The AttestationCase table expands very quickly when attestation is performed regularly. To limit the number of attestation cases in the One Identity Manager database, you can delete obsolete, closed attestation cases from the database. The attestation case properties are logged and then the attestation cases are deleted. The same number of attestation cases remain in the database as are specified in the attestation policy. For more information about logging data changes tags, see the One Identity Manager Configuration Guide.
Prerequisites
-
The Common | ProcessState | PropertyLog configuration parameter is enabled.
-
The attestation policy is enabled.
To delete attestation cases automatically
-
Set the Log changes when deleting option on at least three columns in the AttestationCase table.
-
In the Designer, select the Database schema > Tables > AttestationCase category.
-
Select the Show table definition task.
This opens the Schema Editor.
-
Select a column in the Schema Editor.
-
In the edit view of the schema editor, select the More tab.
-
Set the option Log changes when deleting.
-
Repeat steps (c) to (e) for all columns that are to be recorded on deletion. There must be at least three.
-
Click on Commit to database and save the changes.

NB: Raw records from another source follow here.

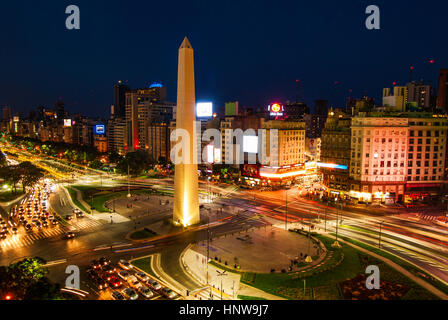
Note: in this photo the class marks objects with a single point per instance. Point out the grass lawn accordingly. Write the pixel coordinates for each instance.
(101, 195)
(411, 268)
(73, 195)
(249, 298)
(326, 285)
(145, 265)
(142, 234)
(6, 196)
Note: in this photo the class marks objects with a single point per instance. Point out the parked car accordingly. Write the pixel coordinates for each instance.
(154, 284)
(123, 275)
(130, 294)
(146, 292)
(133, 282)
(168, 293)
(69, 235)
(117, 295)
(125, 264)
(114, 282)
(142, 276)
(100, 283)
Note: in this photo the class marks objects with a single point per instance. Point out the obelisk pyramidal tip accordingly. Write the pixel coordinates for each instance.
(186, 199)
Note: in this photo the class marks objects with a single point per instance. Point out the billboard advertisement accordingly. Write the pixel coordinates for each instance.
(99, 129)
(204, 109)
(250, 144)
(276, 109)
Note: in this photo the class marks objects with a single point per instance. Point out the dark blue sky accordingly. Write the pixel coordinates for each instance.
(251, 51)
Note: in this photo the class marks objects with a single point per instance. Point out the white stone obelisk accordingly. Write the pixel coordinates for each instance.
(186, 199)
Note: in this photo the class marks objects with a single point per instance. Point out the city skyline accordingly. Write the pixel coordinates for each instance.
(228, 60)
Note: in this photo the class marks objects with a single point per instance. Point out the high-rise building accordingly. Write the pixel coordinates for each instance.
(143, 108)
(116, 134)
(120, 90)
(396, 99)
(321, 107)
(335, 154)
(419, 95)
(186, 198)
(442, 96)
(6, 113)
(60, 110)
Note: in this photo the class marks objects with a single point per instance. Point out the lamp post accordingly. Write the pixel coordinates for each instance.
(221, 274)
(379, 236)
(336, 243)
(129, 184)
(286, 210)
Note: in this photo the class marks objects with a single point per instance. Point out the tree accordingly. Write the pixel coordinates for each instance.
(137, 162)
(96, 164)
(11, 175)
(30, 174)
(26, 280)
(3, 162)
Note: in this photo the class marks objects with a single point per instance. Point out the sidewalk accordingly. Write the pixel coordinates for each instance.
(195, 264)
(400, 269)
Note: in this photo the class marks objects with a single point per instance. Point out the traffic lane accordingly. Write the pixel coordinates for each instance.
(429, 268)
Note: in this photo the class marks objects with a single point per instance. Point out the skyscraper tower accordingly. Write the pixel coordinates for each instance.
(120, 90)
(186, 199)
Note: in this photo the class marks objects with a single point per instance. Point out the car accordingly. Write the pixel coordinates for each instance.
(114, 282)
(69, 235)
(95, 264)
(123, 275)
(142, 276)
(100, 283)
(108, 269)
(117, 295)
(130, 294)
(104, 261)
(168, 293)
(125, 264)
(133, 282)
(154, 284)
(146, 292)
(80, 214)
(92, 273)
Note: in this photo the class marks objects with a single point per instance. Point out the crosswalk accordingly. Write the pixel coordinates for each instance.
(85, 223)
(25, 240)
(28, 239)
(209, 293)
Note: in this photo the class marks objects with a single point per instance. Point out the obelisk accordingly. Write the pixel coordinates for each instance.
(186, 200)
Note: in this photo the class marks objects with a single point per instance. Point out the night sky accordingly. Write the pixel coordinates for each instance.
(251, 51)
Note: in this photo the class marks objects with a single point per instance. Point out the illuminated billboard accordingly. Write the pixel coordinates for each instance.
(204, 109)
(250, 144)
(99, 129)
(276, 109)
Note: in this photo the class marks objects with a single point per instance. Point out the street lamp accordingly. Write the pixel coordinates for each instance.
(286, 210)
(129, 185)
(221, 274)
(379, 236)
(336, 243)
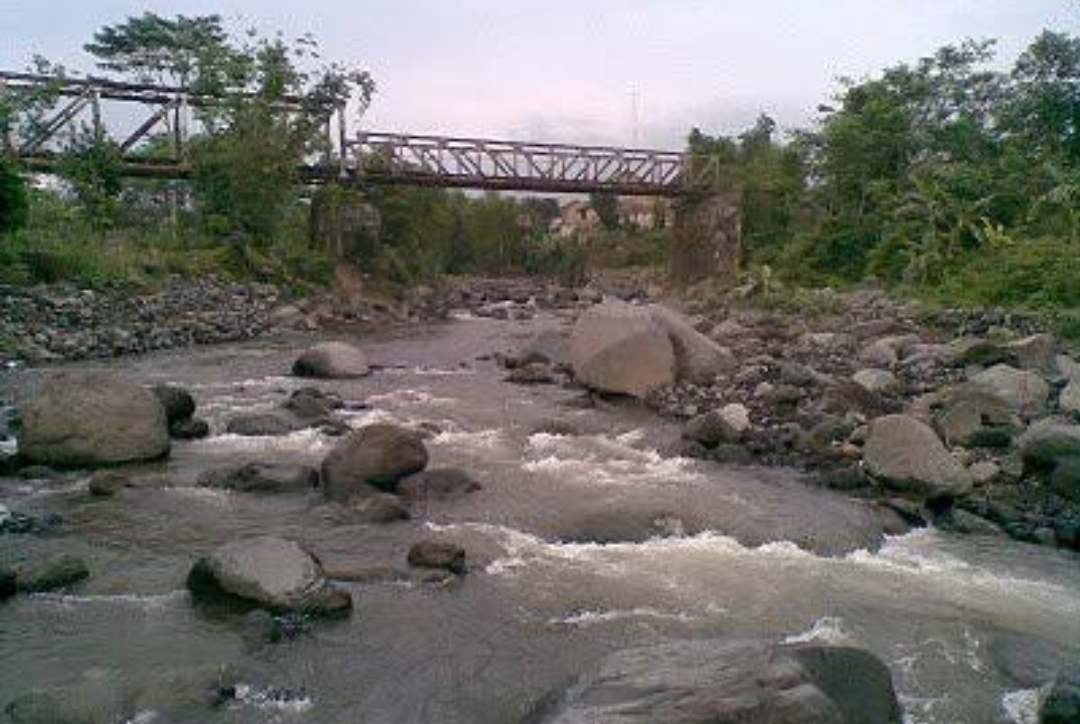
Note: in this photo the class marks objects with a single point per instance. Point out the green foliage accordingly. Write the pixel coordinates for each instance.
(93, 169)
(14, 208)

The changes take effect as soon as the DBQueue Processor has performed the calculation tasks.
-
-
Set the Log changes when deleting option on at least three columns in the AttestationHistory table.
-
In the Designer, select the Database schema > Tables > AttestationHistory category.
-
Repeat the steps 1(b) to 1(h) for the AttestationHistory table.
-
-
Enter the number of obsolete cases in the attestation policies.
-
In the Manager, select the Attestation > Attestation policies category.
-
Select the attestation policy in the result list whose attestation cases should be deleted.
-
Select the Change main data task.
-
In the Obsolete tasks limit field, enter a value greater than 0.
- Save the changes.
-
Attestation cases are deleted as soon as a new attestation is started for an attestation policy.
One Identity Manager tests how many closed attestation cases exist in the database for each attestation object of this attestation policy. If the number is more than the number of obsolete attestation cases:
-
The attestation case properties and their approval sequence are recorded.
All columns are recorded, which are marked for logging on deletion.
-
The attestation cases are deleted.
The same number of attestation cases remain in the database as are specified in the obsolete tasks limit.
If the Common | ProcessState | PropertyLog configuration parameter is disabled later or not enough columns are marked with the Record on delete option, the value for Number of obsolete processes has no effect.
Notes for disabling attestation policies
-
Disabling an attestation policy always deletes all attestation cases.
-
The number of obsolete cases is not taken into account.
-
The attestation case are also deleted if the Common | ProcessState | PropertyLog configuration parameter is disabled. In this case, the deleted attestation cases are not logged.